Things that make connection with reactions that are programmed within you. Such as colors that we find appealing.

Behavior

Things that do something functional, such as the teapot that given its position is not only brewing tea but also reflecting wether the tea pot is full or not.

Reflective

Things like owning a fancy or cool car that  reflects on yourself. A status or a statement is portrayed through ownership.

Donald Norman – Essay Analysis

This post is a secondary post to this on that looks at the work a Donald Norman, who Is a advocate of user-centered design. Here I am looking at several articles that spoke to me from Donald’s essays.

The Paradox of Wearable Technologies

In The Paradox of Wearable Technologies Donald looks closely at wearable technology, most notably google glass. He gives attention to studies and observations of his own and shares that wearable technology could prove to be a catalyst to many issues. Most notably that people will give full attention to glass, even if they don’t have to; he gave evidence to this but pointing out things like the fact developers sprung for full e-mail when this was not initially planned or that we get distracted by simple things already.

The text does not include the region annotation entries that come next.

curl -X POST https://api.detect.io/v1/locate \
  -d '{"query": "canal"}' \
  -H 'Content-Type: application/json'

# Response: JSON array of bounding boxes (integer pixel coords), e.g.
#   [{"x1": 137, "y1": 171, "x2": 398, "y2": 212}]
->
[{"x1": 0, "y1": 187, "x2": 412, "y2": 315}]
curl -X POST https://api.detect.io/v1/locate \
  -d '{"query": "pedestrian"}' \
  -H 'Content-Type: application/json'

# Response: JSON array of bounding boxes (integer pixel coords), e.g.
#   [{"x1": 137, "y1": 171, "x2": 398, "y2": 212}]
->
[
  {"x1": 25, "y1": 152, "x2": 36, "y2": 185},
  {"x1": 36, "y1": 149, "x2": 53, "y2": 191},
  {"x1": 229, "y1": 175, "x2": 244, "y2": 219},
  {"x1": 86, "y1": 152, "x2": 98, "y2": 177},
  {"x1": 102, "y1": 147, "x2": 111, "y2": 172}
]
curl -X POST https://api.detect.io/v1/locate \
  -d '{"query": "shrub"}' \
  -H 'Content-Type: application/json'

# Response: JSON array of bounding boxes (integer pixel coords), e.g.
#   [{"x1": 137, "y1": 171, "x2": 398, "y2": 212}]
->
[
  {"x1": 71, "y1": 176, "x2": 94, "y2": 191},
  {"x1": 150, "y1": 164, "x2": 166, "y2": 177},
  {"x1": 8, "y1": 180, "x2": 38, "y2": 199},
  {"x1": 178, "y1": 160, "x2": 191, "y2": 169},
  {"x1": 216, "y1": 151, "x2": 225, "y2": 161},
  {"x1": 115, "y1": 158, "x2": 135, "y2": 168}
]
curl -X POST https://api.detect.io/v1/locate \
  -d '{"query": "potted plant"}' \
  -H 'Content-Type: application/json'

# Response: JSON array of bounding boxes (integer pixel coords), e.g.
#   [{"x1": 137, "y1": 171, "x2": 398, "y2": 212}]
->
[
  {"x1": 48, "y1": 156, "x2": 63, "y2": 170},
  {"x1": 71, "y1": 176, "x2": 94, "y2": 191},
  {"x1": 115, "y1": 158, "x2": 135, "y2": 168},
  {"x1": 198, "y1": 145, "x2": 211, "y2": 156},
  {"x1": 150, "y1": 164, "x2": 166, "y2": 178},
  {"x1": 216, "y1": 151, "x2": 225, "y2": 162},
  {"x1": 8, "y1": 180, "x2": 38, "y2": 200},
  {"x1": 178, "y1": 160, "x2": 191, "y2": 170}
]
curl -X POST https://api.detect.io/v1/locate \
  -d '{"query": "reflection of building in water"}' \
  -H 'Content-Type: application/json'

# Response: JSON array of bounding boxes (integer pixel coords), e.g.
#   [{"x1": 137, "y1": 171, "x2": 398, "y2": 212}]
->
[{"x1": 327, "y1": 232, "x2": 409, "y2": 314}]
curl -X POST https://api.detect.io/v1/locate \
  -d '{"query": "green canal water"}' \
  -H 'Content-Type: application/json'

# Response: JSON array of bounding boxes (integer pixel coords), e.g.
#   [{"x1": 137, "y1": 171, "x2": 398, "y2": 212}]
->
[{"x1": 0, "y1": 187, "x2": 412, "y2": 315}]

My opinion on what he has to say in this article can be summed up in its last few words, “Can wearable devices be helpful? Absolutely. But they can also be horrid.” I think that wearable technology will come just like a new generation of smart phones, people in time will learn to properly use them. Im sure the guy that takes calls in movie theaters and in quiet rooms will be doing the same thing with glass… but thats more of a personal problem than a technical one.

Why We Fail (My Foreword)

Embrace failure, avoid failure

This singular statement embodies the topic and deliverable of the whole article. That failure is a valuable tool and should be used wisely. Donald goes further and applies this concept to UX design, he says that this is one of the best things to learn from. He believes stories of failure are fascinating to look at.

I personally could not agree any more with this, all of it. First off I have given a lot of thought toward failure and what you can take away from it. In paragliding we go a step further and takeaway from things that should have been failures, ie. “know when you got away with something”. This all of course applies to UX design, heck thats what the whole book “Rocket Surgery Made Easy” was about; testing and finding failures.